Against the thinning day, the sky had erupted into fire. Strokes of orange bled into pink, fading into violet at the edges. Clouds stretched like brushstrokes across the canvas, and high above, a flock of birds traced their slow migration, wings catching the dying light. The garden below, where Aelira’s gaze had always been chained, looked dim in comparison—small, almost muted beneath the glory of the sky.
“It’s magnificent, isn’t it?” Theon’s voice softened. “Every evening, it changes, but it’s always beautiful. Makes you remember the world is bigger than crowns and courtyards.”

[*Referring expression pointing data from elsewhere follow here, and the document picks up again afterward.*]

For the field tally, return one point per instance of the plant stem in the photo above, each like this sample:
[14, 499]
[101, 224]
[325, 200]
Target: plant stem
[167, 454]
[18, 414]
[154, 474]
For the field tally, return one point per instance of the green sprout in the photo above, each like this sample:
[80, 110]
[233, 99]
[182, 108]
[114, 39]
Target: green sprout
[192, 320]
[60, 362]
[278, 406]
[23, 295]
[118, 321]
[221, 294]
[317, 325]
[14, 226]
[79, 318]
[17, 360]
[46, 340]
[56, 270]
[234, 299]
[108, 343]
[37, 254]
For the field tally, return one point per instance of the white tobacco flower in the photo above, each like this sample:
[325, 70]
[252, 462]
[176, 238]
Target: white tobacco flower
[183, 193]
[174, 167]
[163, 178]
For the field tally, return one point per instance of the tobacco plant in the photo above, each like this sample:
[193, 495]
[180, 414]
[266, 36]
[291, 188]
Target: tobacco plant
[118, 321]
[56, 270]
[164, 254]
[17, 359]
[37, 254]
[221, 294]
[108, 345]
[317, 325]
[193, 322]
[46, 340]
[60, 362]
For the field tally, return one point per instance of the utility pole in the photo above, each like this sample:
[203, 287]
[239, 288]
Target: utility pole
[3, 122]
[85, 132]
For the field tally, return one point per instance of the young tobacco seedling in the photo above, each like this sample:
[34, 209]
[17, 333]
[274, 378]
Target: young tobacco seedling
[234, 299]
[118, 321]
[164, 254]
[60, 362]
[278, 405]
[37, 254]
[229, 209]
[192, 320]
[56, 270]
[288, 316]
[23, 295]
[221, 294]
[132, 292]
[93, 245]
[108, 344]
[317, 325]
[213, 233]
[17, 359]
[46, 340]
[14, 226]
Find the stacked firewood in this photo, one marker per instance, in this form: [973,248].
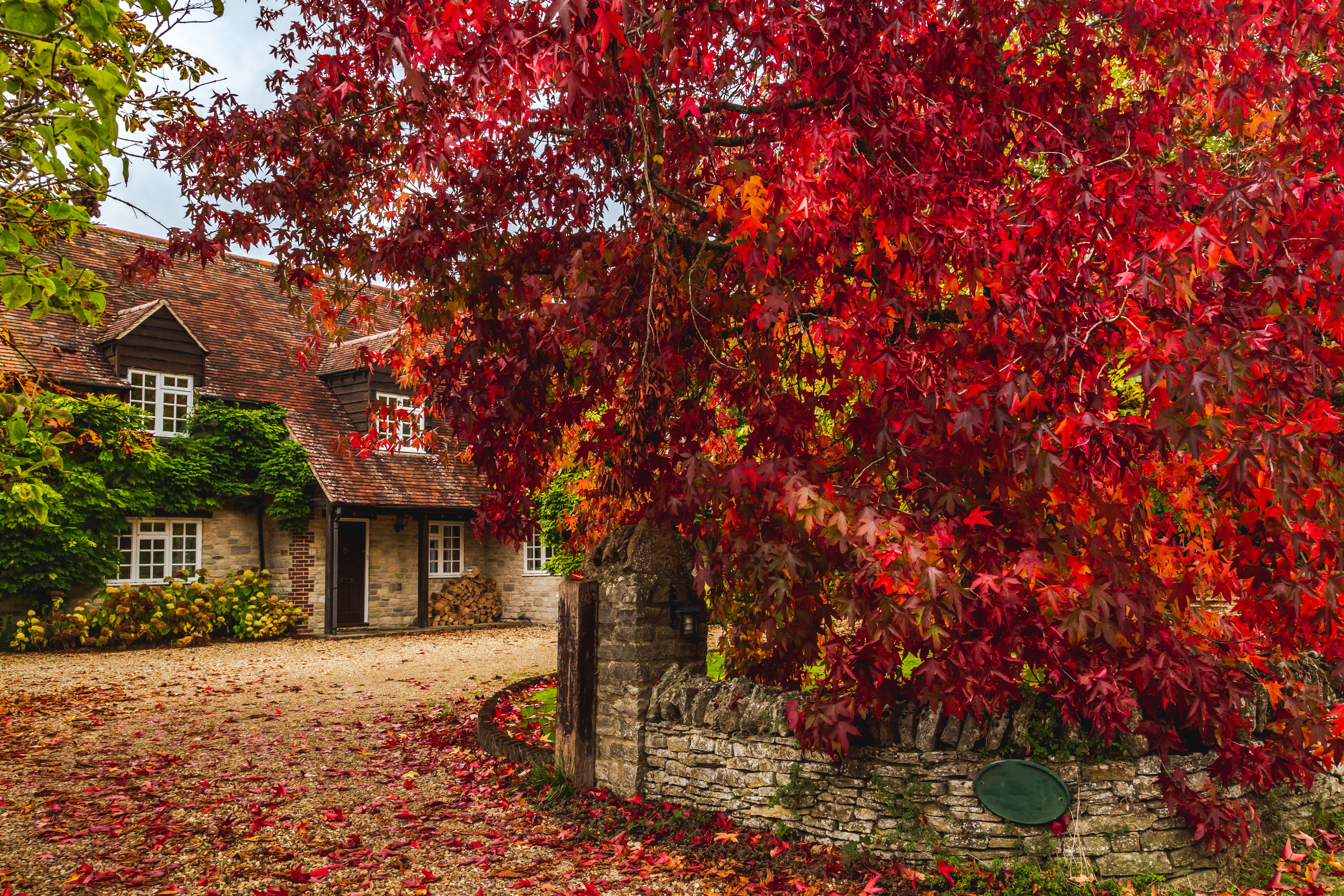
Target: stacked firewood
[467,601]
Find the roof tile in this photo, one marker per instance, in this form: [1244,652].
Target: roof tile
[238,312]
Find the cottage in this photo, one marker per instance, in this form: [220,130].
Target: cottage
[386,531]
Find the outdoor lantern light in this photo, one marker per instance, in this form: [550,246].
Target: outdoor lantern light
[685,617]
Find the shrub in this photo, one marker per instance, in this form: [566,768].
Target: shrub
[187,609]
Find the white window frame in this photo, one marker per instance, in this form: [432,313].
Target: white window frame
[536,554]
[408,430]
[139,549]
[158,408]
[441,561]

He tilted his head toward her. “Tell me, Aelira—have you ever raised your eyes to see it? Or have you only ever looked down?”
Her breath caught.
Because it was true. She had never looked. Not once over the past years. Her eyes had always followed Kaeyla, step after step, never straying from the sister she was forged to protect. Her world had narrowed to the path beneath her sister’s feet. And now, seeing the sky blazing alive above her—she realized how small her existence had become.
Something inside her cracked.
Her lips did not move, her face did not falter, but tears slid silently down her cheeks, unbidden. Not of joy. Not of wonder. But of an emptiness so vast she didn’t know how to contain it.
Theon’s smile faded.
He hadn’t expected this. He thought she might scoff, or ignore him, or—if he was lucky—allow herself a moment of awe. But watching her cry, expression blank and silent, was unbearable. A girl who had never lifted her eyes from the ground, and when she finally did, she broke.
For the first time, he regretted speaking.
He reached up, almost without thinking, and brushed away her tears with his thumb. His voice was low. “I thought… maybe you’d smile. Looks like I was wrong.”
He pushed off the branch before she could answer, landing lightly on the ground. He didn’t look back.
Because he regrets showing her what freedom looks like. Because hope is cruel.
Sometimes, showing someone, the sky didn’t free them. It only reminded them of the cage they had built inside.